Once the PSU has been unplugged, the +5vsb rapidly
diminishes, leaving the logic circuit benign. Push the ON/OFF switch
all you want. It will accomplish nothing.
you can't have it both ways... previously you tried to claim
the psu won't drain, yet it has to if the 5VSB diminishes,
because it does, in fact, no longer run from a 60Hz
transformer. You don't want to be bothered with facts
though, you learned one idea a long time ago and your closed
mind prevented any further learning since then.
Unfortunately your ego prevented continuing your education
and basic scientific methodology. IF you had bothered to to
do that, you would not just read a spec sheet and GUESS you
suddenly know what the industry is doing, would realize that
"suggestions" in a spec sheet are very, very often ignored.
Fact is, plenty of ATX PSU, including many of the most
common models, do not settle below the 5VSB threshold in a
few ms. If you had ever bothered to do any testing instead
of just pretending to know by reading a line of text, OUT of
context, your error rate would be greatly reduced.
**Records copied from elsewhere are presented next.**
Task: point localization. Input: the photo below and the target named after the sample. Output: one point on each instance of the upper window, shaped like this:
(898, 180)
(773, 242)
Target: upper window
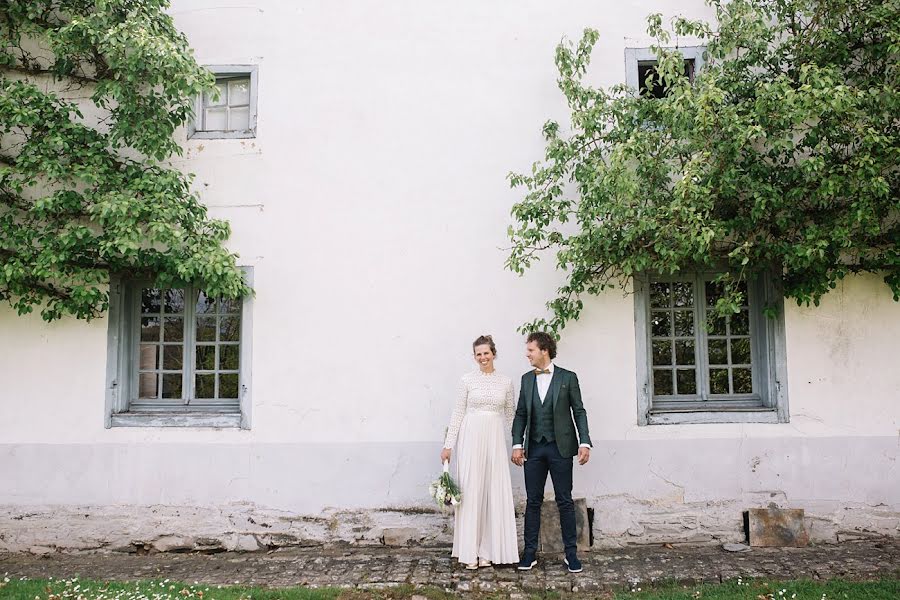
(640, 64)
(230, 112)
(181, 357)
(697, 366)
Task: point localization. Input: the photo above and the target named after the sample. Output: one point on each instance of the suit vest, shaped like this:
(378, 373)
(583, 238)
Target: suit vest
(541, 417)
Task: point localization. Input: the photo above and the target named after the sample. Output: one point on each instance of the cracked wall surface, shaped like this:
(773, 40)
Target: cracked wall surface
(375, 241)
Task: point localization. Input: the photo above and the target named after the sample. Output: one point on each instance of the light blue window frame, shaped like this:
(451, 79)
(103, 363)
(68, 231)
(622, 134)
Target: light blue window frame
(767, 404)
(228, 72)
(123, 408)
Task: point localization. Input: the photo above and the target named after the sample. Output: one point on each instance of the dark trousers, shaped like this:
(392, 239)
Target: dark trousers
(544, 458)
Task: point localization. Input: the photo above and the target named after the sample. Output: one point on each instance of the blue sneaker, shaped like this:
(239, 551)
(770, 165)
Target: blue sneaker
(573, 564)
(528, 561)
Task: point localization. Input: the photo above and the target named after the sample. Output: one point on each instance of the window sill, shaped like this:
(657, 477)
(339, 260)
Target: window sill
(176, 419)
(222, 135)
(685, 416)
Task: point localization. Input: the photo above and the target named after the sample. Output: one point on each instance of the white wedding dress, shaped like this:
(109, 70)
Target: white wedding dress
(485, 524)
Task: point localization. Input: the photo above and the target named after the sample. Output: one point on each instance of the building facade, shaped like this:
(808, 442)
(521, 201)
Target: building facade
(360, 150)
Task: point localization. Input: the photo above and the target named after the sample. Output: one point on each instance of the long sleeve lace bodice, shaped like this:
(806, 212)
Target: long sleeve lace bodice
(478, 391)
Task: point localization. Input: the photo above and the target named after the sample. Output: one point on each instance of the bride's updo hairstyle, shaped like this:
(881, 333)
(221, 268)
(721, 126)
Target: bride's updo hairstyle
(485, 340)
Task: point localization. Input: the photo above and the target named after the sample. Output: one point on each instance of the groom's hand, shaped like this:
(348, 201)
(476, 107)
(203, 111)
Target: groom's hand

You don't want to do that though- can't be bothered to,
apparently, and so you remain ignorant. Arguing without any
evidence is a fools folly. Randomly order a power supply
from Newegg right now- bet you it doesn't drain the 5VSB in
a few dozen ms.
A) I am not going to assume what revision of ATX PSU he has, and
B) nothing you wrote above (with mouth foaming) changes the fact
that pushing or repeated pushing of the front panel ON/OFF switch
after the PSU has been unplugged does NOTHING in the way of discharging
the 300v buss, contrary to your beliefs.
Has nothing to do with belief, has to do with the simplest
of tests- voltage measurement. I shudder to think what a
mess any technical work would be if we only relied on those
who read one sentence and never bothered to get any
experience.
Whether the 5VSB circuit has enough voltage to keep the
logic stable depends on the system load on it. With a
system that doesn't heavy load it, it may be high enough
after a couple seconds still. I could care less whether you
agree because it is a real, observed event and that always
trumps a vague guess based on misinterpretation of
literature. You don't actually have any experience
whatsoever do you? You appear to be someone who has bought
a computer, never even touched a power supply rather than
just reading bits and pieces of information out of context
rather than seeing it in reference to real-world designs
actually used.
If the system is more heavily loading the 5VSB rail, it may
not trigger the PS-On circuit. Even so, the PSU still
drains the caps.
This is getting silly, every single post you make is so
misinformed I have to wonder if you're just trolling.